Non so a quale copione si ispiri il “racconto” del dibattito interno alla maggioranza. Ma è sempre più da teatro dell'assurdo. Se all'interno del partito di maggioranza le posizioni riflettono un pluralismo non solo auspicabile, ma fisiologico (di qualunque tema si tratti: dalla bioetica all'immigrazione, dalle politiche fiscali alle riforme costituzionali) chi è “fuori-linea” rispetto all'impostazione prevalente è indiziato di ostruzionismo o sabotaggio. Se invece un ministro, dopo averci pensato per qualche mesetto, attacca ad alzo zero un disegno di legge presentato da un altro ministro e approvato all'unanimità dal Consiglio dei ministri, al dissenziente non viene rimproverata né la contraddizione logica né la slealtà. Purché il dissenziente sia leghista.
La recente polemica sul ddl “svuota-carceri” del ministro degli Interni Maroni contro il provvedimento voluto dal ministro della Giustizia Alfano deve comunque rientrare nello schema di questa narrazione. I leghisti rimangono “alleati fedeli” e quelli che vogliono bilanciare il peso della Lega potenziali “traditori”.
Alfano si è posto una questione di civiltà giuridica e di buon governo, quella delle condizioni di detenzione sostanzialmente “illegali” in cui versa la gran parte delle carceri italiane, costrette ad ospitare un numero dei detenuti di più di un terzo superiore a quello previsto (quasi settantamila contro circa quarantaquattromila). Di fronte a una vulgata, che presenta l'invivibilità del carcere come una sorta di pena accessoria a carico dei detenuti, il ministro della Giustizia ha spiegato che il “disagio” peggiora e rende intollerabili anche le condizioni di lavoro degli agenti di polizia penitenziaria e pregiudica la funzione rieducativa che la nostra Costituzione assegna alla detenzione, esponendo il nostro paese alle ricorrenti censure della Corte europea dei diritti dell'uomo.
Dunque, accanto ad un intervento straordinario di edilizia penitenziaria, Angelino Alfano ha previsto una misura emergenziale - non la prima e certo non l'ultima visto il ritardo con cui si sono messi in cantiere interventi più strutturali. In particolare, il disegno di legge del governo prevede l'esecuzione domiciliare delle pene detentive fino ad un anno (anche residue di una pena maggiore) ed esclude dal beneficio i condannati per i reati più gravi, i delinquenti abituali e i soggetti a cui sia già stata revocata la detenzione domiciliare. Non si tratta di un “indulto mascherato”, come sostiene Roberto Maroni, perché non estingue la pena e neppure ne sospende la esecuzione. E non è un provvedimento che “rimette in strada” i detenuti visto che, per ciascuno di essi, andrà indicata l'abitazione o il luogo pubblico e privato di cura e di assistenza in cui sarà scontato il periodo di detenzione domiciliare.

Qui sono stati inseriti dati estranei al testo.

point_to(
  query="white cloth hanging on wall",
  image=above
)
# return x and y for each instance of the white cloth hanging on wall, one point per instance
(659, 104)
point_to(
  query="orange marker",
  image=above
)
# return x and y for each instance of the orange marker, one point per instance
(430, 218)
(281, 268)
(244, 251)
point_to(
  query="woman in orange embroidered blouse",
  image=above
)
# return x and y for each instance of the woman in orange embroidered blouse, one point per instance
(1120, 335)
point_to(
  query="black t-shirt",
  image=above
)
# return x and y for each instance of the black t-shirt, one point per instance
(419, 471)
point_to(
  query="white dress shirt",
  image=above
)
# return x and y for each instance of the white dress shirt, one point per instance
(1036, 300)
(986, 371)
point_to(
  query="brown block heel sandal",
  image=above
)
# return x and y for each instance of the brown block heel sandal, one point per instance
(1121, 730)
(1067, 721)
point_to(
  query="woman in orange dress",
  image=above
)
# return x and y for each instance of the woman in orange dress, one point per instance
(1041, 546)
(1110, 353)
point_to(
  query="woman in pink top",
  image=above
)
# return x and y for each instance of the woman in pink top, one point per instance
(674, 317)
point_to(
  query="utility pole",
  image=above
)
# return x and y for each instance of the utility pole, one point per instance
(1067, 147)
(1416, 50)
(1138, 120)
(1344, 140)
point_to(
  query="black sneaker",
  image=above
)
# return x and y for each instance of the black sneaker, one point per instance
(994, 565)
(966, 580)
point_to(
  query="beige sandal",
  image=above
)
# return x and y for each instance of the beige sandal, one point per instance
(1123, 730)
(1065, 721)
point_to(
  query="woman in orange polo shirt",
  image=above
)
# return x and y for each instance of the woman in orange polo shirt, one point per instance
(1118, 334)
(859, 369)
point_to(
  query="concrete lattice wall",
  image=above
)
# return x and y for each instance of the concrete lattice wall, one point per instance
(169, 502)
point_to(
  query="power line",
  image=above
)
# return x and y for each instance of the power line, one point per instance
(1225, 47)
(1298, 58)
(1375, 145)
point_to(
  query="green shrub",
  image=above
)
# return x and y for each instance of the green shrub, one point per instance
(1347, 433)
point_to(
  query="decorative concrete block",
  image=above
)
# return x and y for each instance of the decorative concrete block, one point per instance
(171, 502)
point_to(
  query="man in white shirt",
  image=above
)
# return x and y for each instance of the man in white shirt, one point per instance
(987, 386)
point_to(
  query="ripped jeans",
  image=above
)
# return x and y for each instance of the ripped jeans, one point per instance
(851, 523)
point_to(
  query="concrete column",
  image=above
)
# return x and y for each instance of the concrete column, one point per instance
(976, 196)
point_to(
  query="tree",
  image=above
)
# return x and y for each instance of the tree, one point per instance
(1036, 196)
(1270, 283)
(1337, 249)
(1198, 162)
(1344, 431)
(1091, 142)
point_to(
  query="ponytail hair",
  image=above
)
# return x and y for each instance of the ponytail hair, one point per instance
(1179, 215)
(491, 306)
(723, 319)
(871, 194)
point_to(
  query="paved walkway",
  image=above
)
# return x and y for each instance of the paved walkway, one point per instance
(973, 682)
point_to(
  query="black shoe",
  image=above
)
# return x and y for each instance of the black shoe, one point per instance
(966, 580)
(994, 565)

Nel settembre del 2009, al trentadue per cento dei detenuti condannati con sentenza definitiva mancava un anno al fine-pena. E, anche volendo ragionare in termini economici, il costo pro-capite - diretto e indiretto - della loro sorveglianza a domicilio è di gran lunga inferiore a quello della loro detenzione. La Lega Nord - non a caso alleata, in questo, dell'Italia dei Valori di Antonio Di Pietro - non pensa a come risolvere, ma a come usare un problema che fa comprensibilmente breccia nelle paure dell'opinione pubblica, a cui ben pochi spiegano che il tasso di recidiva dei detenuti beneficiati da misure alternative è comunque inferiore a quello di chi sconta in carcere anche fino all'ultimo giorno di pena. Con questo atteggiamento il Carroccio punta, come spesso accade, a scaricare la responsabilità di misure tanto ragionevoli quanto impopolari sul Popolo della libertà, ricavando per sé il ruolo di chi difende demagogicamente “l'ordine” e la “legge” anche contro l'esecutivo di cui fa parte. La solita Lega “di lotta e di governo”. Questo gioco non deve stupire e non può essere demonizzato: deve essere però contrastato e non passivamente subito, arginato sul piano dell'azione e non del ripiegamento. Il provvedimento proposto dal ministro Alfano, insomma, può essere modificato, ma per essere reso più coerente con i suoi presupposti, non per consentire alla Lega di staccare un dividendo di immagine.
In tutto questo, peraltro è evidente la contraddizione con la fermezza con cui si vuole arginare la competizione all'interno del Popolo della libertà, che, una volta accettata e incanalata su binari da tutti condivisi, non indebolirebbe ma rafforzerebbe Silvio Berlusconi e il suo governo di centrodestra.